Vogelparadies auf kleinem Raum

Falls Sie einen kleinen Garten oder nur einen Balkon haben, können Sie dennoch ein Vogelparadies schaffen. Lassen Sie beispielsweise Kletterpflanzen an der Mauer oder an Spalieren hochranken. Vögel fliegen auch gerne vertikale Beete oder Blumenampeln an. Spalierobst und Hochstämmchen sehen hübsch aus und erfreuen auch die gefiederten Freunde. Große Fensterflächen sollten Sie kennzeichnen.

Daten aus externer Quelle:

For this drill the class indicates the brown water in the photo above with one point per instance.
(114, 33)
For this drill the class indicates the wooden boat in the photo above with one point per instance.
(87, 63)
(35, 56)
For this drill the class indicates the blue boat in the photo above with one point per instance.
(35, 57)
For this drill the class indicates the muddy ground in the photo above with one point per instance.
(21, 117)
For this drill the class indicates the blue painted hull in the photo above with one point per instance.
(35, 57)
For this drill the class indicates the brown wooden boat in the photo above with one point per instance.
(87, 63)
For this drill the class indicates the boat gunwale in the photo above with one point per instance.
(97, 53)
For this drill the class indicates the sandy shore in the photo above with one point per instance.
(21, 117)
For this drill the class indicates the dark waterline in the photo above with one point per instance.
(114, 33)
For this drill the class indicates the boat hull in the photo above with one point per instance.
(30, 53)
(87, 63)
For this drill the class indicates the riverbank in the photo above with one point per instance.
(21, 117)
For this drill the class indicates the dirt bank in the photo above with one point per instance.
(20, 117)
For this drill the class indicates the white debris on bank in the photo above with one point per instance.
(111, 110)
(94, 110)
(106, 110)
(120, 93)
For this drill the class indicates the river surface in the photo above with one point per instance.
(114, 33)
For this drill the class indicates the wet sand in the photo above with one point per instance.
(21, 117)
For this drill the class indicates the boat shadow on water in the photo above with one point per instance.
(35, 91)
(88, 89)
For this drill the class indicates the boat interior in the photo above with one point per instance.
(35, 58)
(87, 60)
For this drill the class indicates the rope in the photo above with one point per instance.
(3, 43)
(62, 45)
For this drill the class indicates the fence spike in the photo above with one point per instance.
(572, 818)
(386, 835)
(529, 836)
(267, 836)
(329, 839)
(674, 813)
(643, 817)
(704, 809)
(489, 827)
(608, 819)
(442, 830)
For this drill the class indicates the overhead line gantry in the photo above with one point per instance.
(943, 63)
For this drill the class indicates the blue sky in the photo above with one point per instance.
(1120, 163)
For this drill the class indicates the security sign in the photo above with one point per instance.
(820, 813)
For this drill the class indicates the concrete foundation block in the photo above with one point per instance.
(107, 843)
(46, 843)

Futtersilo statt Vogelhäuschen

Der Naturschutzband NABU rät, zur Vogelfütterung ein Futtersilo oder ein Vogelhäuschen mit Silo aufzustellen. So kommt das Futter nicht in Kontakt mit dem Kot der Vögel – einer der häufigsten Gründe für die Übertragung von Krankheiten – und bleibt vor Wind und Wetter geschützt. Die Vögel picken das Futter aus der Öffnung und es rutschen immer wieder neue Körner nach. Auch hier gilt: Platzieren Sie das Silo in einer Höhe, die Schutz vor Katzen und anderen Feinden bietet.

Artensterben heimischer Brutvögel

Die Vogelbestände in Deutschland sinken seit den 90er-Jahren dramatisch. Seither hat sich die Anzahl der Tiere halbiert. Das gab die Bundesregierung auf eine parlamentarische Anfrage der Grünen bekannt. Die Zahl der Brutvögel sei in den ländlichen Regionen der EU-Länder in den letzten 30 Jahren um 600 Millionen Tiere gesunken. Hauptgrund für das Artensterben: der Rückgang von Lebensräumen.

Körner- oder Weichfutterfresser?

Vögel werden je nach Futtervorliebe in zwei Gruppen aufgeteilt:

Körnerfresser haben einen kräftigen Schnabel, mit dem sie die Schalen aufknacken können. Sie lieben alle möglichen Kerne, vor allem Sonnenblumenkerne aber auch Mohn und Buchweizen. Zu den Körnerfressern gehören unter anderem Fink, Sperling, Meise und Stieglitz.

Weichfutterfresser haben zierliche und spitze Schnäbel und fressen im Sommer vor allem Würmer und andere Insekten. Im Winter freuen sie sich über Beeren (zum Beispiel Vogelbeeren, Hagebutten, Holunderbeeren und Rosinen), Apfel- und Birnenspalten, Rosinen, Hafer, Kleie oder ungesalzener gekochter Reis. Die bekanntesten Weichfutterfresser sind Amsel, Rotkehlchen, Drossel und Star.